We now know that Weaver claimed to have "refuted" the Feferman/Schutte
analysis merely by pointing out that
1. Weaver believes *).
2. Weaver believes that Feferman/Schutte don't argue properly for *).
3. Weaver believes **).
4. Feferman/Schutte deny **).
5. Weaver believes that Feferman/Schutte must give explicit reasons for
explicitly denying **). [NOTE: Weaver believes that Feferman/Schutte cannot
rely on the fact that there is no implication from *) to **). Weaver
believes that If they don't, then Feferman/Schutte has been REFUTED by
Weaver.]
6. Weaver is not convinced of any reasons that have yet been put forth for
explicitly denying **).
Since Weaver continually uses the word "refute", I had automatically assumed
that
7. Weaver MUST be claiming that *) implies **), in some relevant sense of
implies.
for how else can he claim to have "refuted" Feferman/Schutte?
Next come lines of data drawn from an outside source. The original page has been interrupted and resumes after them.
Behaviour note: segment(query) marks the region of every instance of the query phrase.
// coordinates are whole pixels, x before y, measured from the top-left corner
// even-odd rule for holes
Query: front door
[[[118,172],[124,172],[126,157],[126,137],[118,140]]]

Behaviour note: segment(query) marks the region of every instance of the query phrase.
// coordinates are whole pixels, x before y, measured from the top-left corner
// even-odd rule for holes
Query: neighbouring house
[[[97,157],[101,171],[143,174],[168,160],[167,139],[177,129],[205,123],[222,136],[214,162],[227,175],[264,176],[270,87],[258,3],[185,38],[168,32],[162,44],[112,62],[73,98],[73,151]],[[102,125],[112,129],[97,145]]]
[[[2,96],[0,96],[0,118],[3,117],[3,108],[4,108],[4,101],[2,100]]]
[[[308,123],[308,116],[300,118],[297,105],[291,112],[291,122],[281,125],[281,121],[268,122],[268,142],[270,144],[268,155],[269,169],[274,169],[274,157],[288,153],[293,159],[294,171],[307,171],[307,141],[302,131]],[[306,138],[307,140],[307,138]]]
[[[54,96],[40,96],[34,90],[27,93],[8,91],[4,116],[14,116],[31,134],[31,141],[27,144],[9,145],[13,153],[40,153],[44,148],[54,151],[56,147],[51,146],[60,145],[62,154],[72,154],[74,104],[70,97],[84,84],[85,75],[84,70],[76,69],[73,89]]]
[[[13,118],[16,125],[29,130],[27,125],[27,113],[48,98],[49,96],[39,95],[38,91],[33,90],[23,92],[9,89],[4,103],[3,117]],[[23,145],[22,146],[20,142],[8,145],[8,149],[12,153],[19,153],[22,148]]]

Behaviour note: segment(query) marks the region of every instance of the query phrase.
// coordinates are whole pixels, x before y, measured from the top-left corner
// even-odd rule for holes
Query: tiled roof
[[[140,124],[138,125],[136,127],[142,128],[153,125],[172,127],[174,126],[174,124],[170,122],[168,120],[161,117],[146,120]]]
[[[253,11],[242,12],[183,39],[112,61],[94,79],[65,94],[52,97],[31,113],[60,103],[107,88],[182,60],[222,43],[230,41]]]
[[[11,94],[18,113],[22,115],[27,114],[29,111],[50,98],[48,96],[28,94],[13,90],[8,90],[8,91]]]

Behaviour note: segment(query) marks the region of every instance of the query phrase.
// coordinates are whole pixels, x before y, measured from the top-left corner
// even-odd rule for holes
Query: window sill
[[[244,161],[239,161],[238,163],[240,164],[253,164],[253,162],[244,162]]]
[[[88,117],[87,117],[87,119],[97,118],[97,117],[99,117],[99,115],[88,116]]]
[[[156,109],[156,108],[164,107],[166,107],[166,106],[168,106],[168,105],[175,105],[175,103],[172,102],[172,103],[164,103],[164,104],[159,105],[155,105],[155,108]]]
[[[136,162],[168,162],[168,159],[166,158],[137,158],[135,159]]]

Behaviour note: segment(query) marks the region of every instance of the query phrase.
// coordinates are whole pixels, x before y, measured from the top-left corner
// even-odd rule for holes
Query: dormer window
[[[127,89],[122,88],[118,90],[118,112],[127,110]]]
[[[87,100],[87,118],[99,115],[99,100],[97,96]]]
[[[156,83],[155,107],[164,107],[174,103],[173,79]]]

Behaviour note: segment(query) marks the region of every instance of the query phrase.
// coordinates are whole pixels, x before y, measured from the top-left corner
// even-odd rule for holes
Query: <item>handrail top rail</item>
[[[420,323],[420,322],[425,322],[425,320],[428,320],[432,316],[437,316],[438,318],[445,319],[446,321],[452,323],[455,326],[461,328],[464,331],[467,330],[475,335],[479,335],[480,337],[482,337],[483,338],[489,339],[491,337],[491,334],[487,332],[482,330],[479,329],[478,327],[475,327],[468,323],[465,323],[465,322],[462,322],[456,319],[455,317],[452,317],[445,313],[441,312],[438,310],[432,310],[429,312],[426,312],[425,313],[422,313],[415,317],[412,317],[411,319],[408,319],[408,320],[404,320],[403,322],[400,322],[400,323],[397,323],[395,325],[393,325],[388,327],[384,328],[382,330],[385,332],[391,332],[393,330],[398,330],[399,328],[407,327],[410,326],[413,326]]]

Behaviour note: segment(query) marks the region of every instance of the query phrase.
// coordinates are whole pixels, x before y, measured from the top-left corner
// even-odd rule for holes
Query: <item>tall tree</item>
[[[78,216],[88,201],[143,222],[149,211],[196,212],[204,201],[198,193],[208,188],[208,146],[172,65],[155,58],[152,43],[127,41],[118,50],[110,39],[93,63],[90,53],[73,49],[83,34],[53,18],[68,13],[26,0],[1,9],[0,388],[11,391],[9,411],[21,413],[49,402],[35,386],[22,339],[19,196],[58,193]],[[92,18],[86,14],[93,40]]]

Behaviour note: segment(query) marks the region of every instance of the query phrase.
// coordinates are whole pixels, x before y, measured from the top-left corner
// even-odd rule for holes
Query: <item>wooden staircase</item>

I pointed out that not only does *) not imply **) mathematically, but also
*) does not imply **) philosophically either. It would be both a
mathematical and philosophical mistake. I see no relevant sense of implies
here. This situation is completely familiar and very common throughout
f.o.m.
So now that Weaver has explicitly disavowed any *implication* from *) to
**), Weaver no longer has any claim to having **refuted** Feferman/Schutte.
If Weaver had instead been claiming all along that
8. Weaver does not find the Feferman/Schutte analysis of predicativity
convincing.
then I would not have disagreed with him.
As you all know by now, I don't believe in any unique notion of
predicativity, and Feferman/Schutte has an analysis of one notion that they
make an excellent case for being a very interesting notion and arrive at a
very interesting stopping place. In light of that, I would have no quarrel
with 8.
It is essential that Weaver change his clear misusage of the word "refute"
so that the discussion of predicativity between Friedman and Weaver can now
focus on some matters of import. It hasn't yet, and the obstacle has been
Weaver's wholly inappropriate use of the word "refute".